Filling std::vector by different threads


I need fill one std::vector on differents threads.

Is it correct code? Or I should to add mutex for my code?

void func(int i, std::vector<float>& vec)
{
    vec[i] = i;
}

int main()
{
    std::vector<float> vec(6);
    std::list<std::thread> threads;
    for (int i = 0; i < 6; i++)
    {
        threads.push_back(std::thread(func, i, std::ref(vec)));
    }
    for (auto iter = threads.begin(); iter != threads.end(); iter++)
    {
      (*iter).join();
    }
}

I tested my code it works fine. Are there any pitfalls? Is it thread safe code?

What about get std::vector data by different threads?


Solution

  • Related question:
    Is std::vector thread-safe and concurrent by default? Why or why not?.

    It's thread-safe because you're not modifying the vector size, and not attempting to write to the same memory location in different threads.

    To future proof this answer for anyone who doesn't drill down into the link:

    1. It's not thread safe only because they're using the [] operator. It's thread safe because each thread is explicitly modifying a different location in memory.

    2. If all threads were only reading the same location using [], that would be thread safe.

    3. If all threads were writing to the same same location, using [] won't stop them from messing with each other.
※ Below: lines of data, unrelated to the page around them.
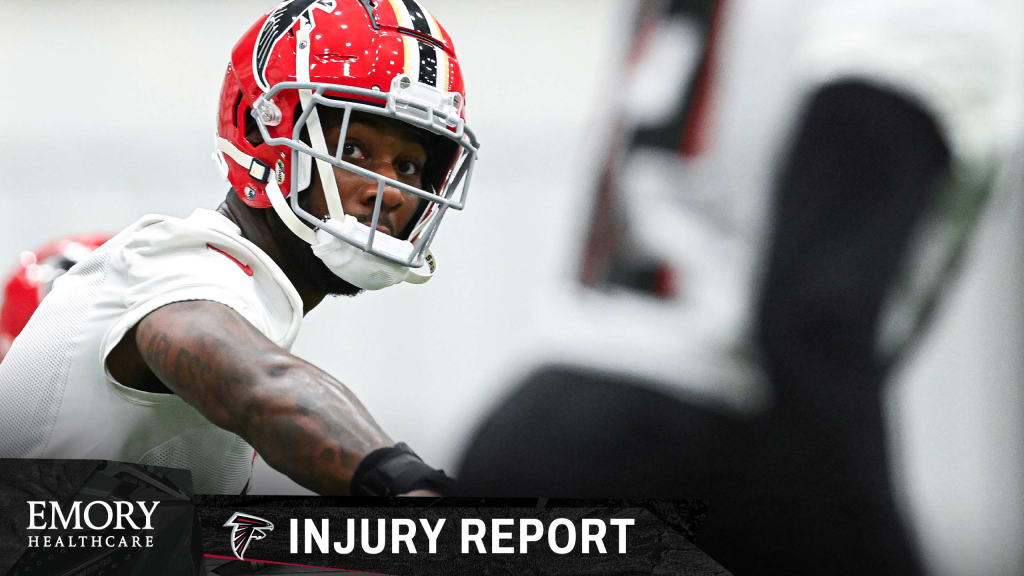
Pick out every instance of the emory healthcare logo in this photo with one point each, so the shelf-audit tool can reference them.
(245, 529)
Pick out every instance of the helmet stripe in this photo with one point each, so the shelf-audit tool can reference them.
(401, 13)
(442, 71)
(428, 64)
(418, 15)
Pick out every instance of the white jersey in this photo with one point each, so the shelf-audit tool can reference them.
(58, 401)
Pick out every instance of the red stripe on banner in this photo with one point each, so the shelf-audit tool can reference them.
(216, 557)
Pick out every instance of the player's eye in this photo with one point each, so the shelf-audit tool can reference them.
(351, 150)
(408, 168)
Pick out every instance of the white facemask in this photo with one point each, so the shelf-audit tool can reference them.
(364, 270)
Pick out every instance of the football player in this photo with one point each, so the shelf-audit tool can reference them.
(738, 335)
(33, 278)
(342, 131)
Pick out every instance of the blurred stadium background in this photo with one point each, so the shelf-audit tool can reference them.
(108, 114)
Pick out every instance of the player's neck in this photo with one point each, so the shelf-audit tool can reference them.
(254, 229)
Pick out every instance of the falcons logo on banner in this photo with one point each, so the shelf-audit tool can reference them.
(245, 529)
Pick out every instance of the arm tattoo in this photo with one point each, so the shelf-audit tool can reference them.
(300, 419)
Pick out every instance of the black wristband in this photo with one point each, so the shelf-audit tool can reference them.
(389, 471)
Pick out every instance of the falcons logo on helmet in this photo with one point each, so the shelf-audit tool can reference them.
(274, 28)
(245, 529)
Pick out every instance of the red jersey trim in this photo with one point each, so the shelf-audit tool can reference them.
(245, 269)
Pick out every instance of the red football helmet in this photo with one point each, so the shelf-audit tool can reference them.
(33, 279)
(387, 57)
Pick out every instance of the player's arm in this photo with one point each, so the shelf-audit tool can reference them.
(302, 421)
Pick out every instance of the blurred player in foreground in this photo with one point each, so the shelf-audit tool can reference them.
(33, 278)
(342, 132)
(780, 310)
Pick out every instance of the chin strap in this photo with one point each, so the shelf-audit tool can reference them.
(225, 148)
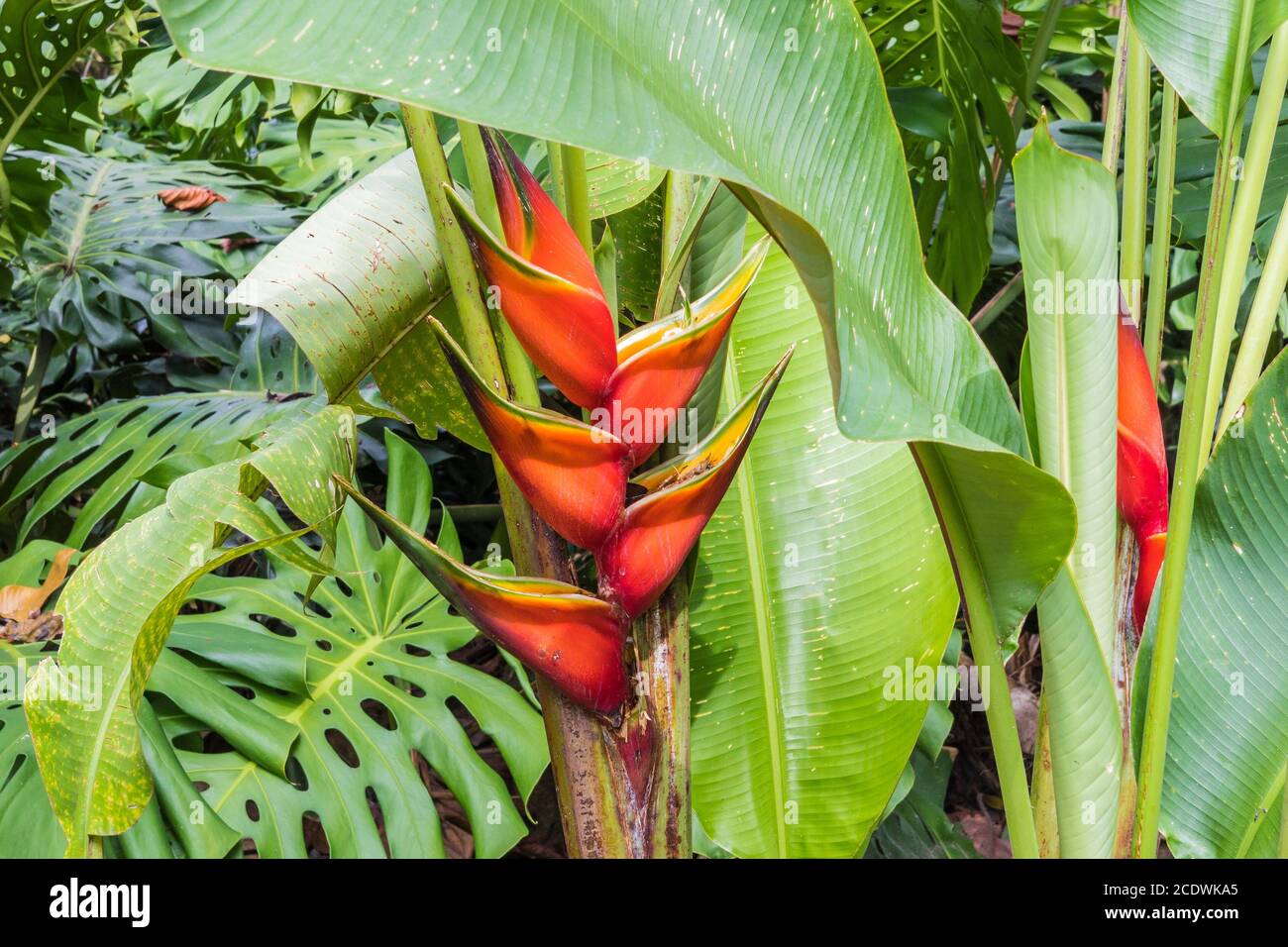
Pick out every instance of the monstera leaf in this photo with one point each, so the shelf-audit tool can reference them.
(335, 711)
(368, 678)
(115, 254)
(1228, 738)
(129, 451)
(906, 365)
(120, 603)
(43, 38)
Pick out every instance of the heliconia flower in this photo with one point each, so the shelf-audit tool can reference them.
(662, 363)
(1141, 464)
(660, 530)
(574, 474)
(572, 639)
(548, 287)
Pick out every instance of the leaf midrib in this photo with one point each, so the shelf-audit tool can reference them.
(752, 532)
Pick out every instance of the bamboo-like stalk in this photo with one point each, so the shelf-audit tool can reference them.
(996, 305)
(595, 826)
(518, 368)
(1261, 322)
(1243, 222)
(1189, 463)
(1160, 260)
(986, 651)
(1131, 261)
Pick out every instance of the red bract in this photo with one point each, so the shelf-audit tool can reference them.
(660, 530)
(572, 639)
(572, 474)
(661, 364)
(546, 283)
(1141, 464)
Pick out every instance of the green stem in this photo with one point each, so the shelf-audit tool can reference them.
(593, 823)
(31, 382)
(518, 368)
(1261, 322)
(1189, 463)
(554, 153)
(1160, 260)
(1037, 56)
(1131, 268)
(1283, 822)
(1116, 106)
(986, 651)
(995, 307)
(1243, 222)
(578, 193)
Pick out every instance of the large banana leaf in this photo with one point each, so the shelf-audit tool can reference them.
(1197, 47)
(1067, 214)
(353, 285)
(1228, 740)
(822, 569)
(784, 101)
(119, 607)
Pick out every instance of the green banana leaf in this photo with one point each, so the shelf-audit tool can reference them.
(119, 605)
(1067, 213)
(782, 101)
(1196, 46)
(956, 48)
(822, 569)
(1228, 737)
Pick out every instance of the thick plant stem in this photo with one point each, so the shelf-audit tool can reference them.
(578, 195)
(614, 800)
(1190, 450)
(554, 153)
(518, 368)
(1261, 322)
(1160, 258)
(1243, 221)
(1131, 268)
(592, 821)
(1115, 106)
(986, 651)
(995, 307)
(1043, 789)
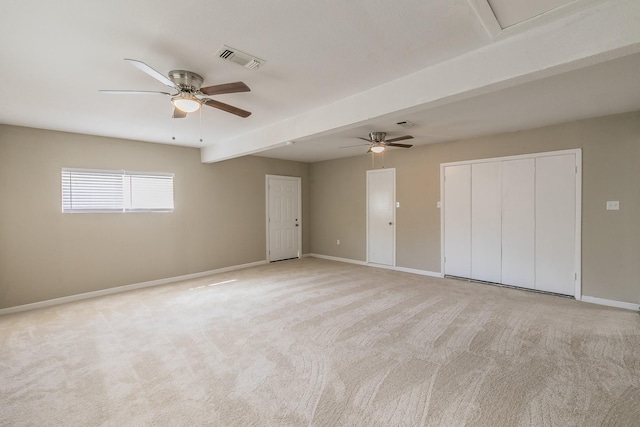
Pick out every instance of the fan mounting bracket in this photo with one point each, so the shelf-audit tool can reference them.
(188, 81)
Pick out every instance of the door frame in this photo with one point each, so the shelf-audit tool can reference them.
(394, 212)
(578, 208)
(266, 197)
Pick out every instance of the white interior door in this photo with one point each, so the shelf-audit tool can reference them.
(381, 216)
(518, 223)
(486, 222)
(556, 223)
(457, 220)
(283, 218)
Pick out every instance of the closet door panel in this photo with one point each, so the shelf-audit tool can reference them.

    4. I think if this were production code, at LEAST a comment describing why this is thread safe would be called for. Not sure of any compile time way to prevent someone from shooting themselves in the foot if they modify this function.
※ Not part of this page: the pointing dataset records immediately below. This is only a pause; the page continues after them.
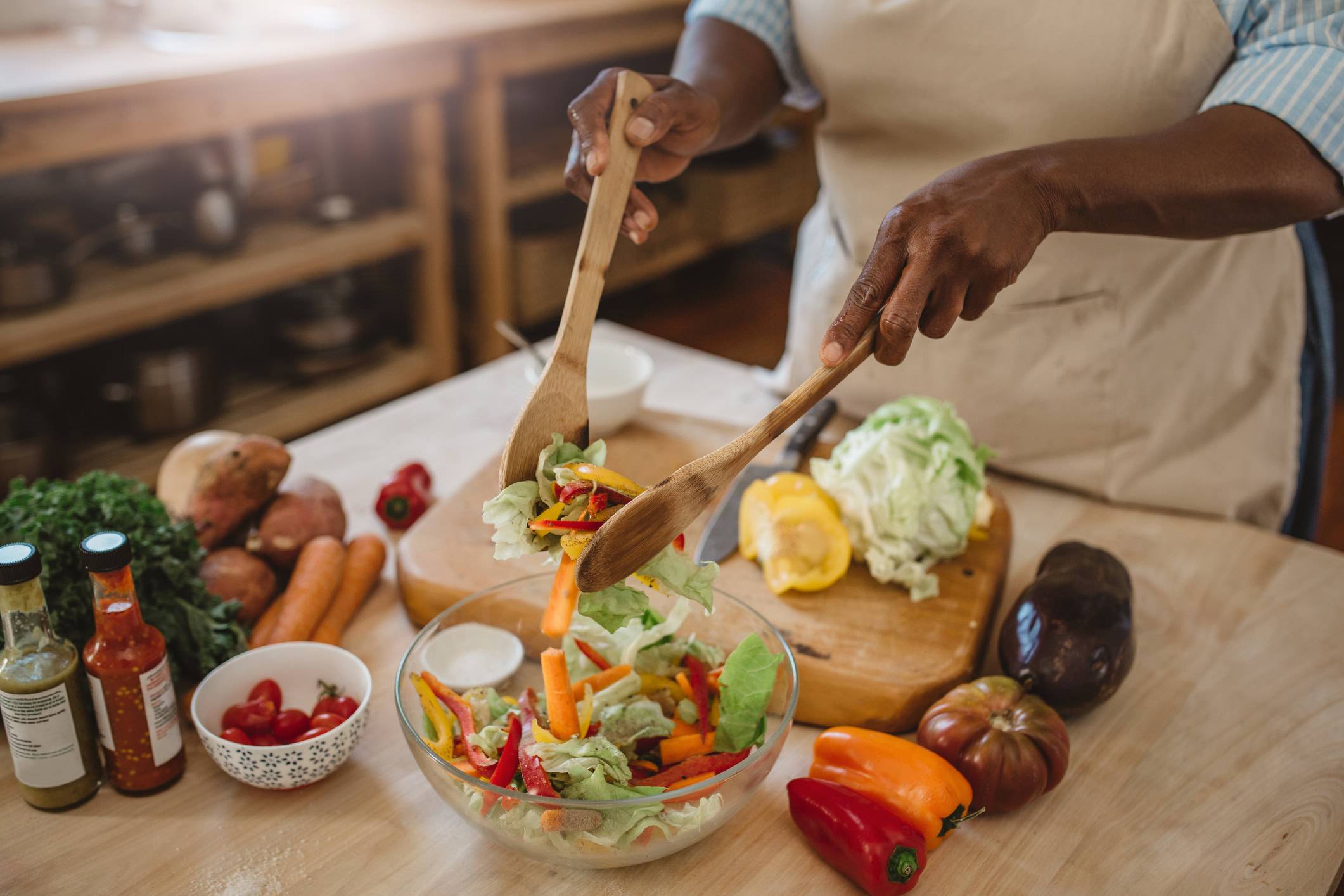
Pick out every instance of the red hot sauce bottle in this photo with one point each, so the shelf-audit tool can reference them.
(129, 680)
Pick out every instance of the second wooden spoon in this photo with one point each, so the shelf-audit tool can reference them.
(560, 399)
(651, 522)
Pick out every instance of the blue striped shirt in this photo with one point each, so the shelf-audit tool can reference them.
(1290, 60)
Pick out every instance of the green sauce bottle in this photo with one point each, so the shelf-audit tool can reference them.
(45, 700)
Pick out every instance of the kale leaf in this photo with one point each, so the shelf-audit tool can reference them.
(56, 515)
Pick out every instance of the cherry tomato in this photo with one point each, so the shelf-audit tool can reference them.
(327, 720)
(267, 689)
(237, 735)
(288, 724)
(252, 716)
(345, 707)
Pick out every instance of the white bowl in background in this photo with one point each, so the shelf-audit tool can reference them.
(617, 376)
(296, 667)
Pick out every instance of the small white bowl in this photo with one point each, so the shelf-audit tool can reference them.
(617, 376)
(472, 655)
(296, 667)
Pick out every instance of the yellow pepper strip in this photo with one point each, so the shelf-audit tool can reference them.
(442, 745)
(553, 512)
(652, 684)
(603, 476)
(543, 736)
(586, 711)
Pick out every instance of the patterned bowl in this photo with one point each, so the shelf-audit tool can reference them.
(296, 667)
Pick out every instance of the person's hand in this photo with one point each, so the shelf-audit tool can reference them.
(674, 124)
(945, 253)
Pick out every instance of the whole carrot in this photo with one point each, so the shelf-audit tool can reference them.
(267, 625)
(311, 589)
(363, 566)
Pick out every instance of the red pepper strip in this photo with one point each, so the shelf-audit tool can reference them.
(713, 765)
(568, 494)
(591, 652)
(859, 837)
(597, 502)
(699, 691)
(546, 525)
(465, 722)
(507, 764)
(534, 777)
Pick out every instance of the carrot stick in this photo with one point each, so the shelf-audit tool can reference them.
(693, 779)
(267, 625)
(311, 589)
(363, 566)
(674, 750)
(565, 596)
(604, 679)
(681, 729)
(560, 695)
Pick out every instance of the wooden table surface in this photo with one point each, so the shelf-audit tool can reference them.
(1217, 769)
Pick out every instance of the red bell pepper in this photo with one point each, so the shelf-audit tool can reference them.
(859, 837)
(591, 652)
(405, 497)
(460, 708)
(507, 764)
(699, 677)
(712, 765)
(534, 777)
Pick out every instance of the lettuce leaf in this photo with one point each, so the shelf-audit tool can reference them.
(625, 723)
(509, 512)
(558, 454)
(582, 757)
(745, 691)
(675, 573)
(613, 606)
(907, 481)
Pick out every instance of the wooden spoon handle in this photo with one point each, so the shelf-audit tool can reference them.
(797, 404)
(601, 225)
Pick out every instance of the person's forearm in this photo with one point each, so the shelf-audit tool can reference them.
(737, 69)
(1231, 170)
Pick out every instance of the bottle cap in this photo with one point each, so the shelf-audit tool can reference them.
(105, 551)
(19, 563)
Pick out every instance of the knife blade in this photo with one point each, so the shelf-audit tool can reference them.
(720, 535)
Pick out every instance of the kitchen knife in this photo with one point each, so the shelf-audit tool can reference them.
(720, 536)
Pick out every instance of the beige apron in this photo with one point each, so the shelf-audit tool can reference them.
(1141, 370)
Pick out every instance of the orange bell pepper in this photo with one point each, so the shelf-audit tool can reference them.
(916, 783)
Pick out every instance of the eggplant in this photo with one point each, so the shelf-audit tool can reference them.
(1070, 636)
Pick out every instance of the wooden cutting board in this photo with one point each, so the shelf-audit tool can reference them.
(867, 655)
    On point #4, we want to communicate to future users of this code that:

    1. No we're not guarding this standard library container even though that should be your gut reaction, and
    2. Yes we've analyzed it and it's safe.

    The easy way is to stick a comment in there, but there's a saying:

    The compiler doesn't read comments and neither do I.
    -Bjarne Stroustrup

    I think some kind of [[attributes]] should be the way to do this? Although the built-ins don't seem to support any kind of thread safety checking.


    Clang appears to provide Thread Safety Analysis:

    The analysis is still under active development, but it is mature enough to be deployed in an industrial setting.

    Assuming you implement other functions that would require a std::mutex to be responsible for your std::vector:

    std::mutex _mu;
    std::vector<int> _vec GUARDED_BY(_mu);
    

    then you can explicitly add the NO_THREAD_SAFETY_ANALYSIS attribute to turn off the safety checking for this one specific function. I think it's best to combine this with a comment:

    // I know this doesn't look safe but it is as long as
    // the caller always launches it with different values of `i`
    void foo(int i, std::vector<int>& vec) NO_THREAD_SAFETY_ANALYSIS;
    

    The use of GUARDED_BY tells me, in the future, that you are thinking about thread safety. The use of NO_THREAD_SAFETY_ANALYSIS shows me that you have determined this function is okay to use - especially when other functions that modify your vector are not marked NO_THREAD_SAFETY_ANALYSIS.

    2024 Edit

    This question doesn't ask about accessing the data after calling std::thread::join on the threads. Which you would obviously do in a normal program. It is not a data race to read the data after joining the threads. See Is it a data race to access shared data after joining a thread?.

    The calls to join() guarantees that all accesses in the threads happens before any accesses after the join() calls.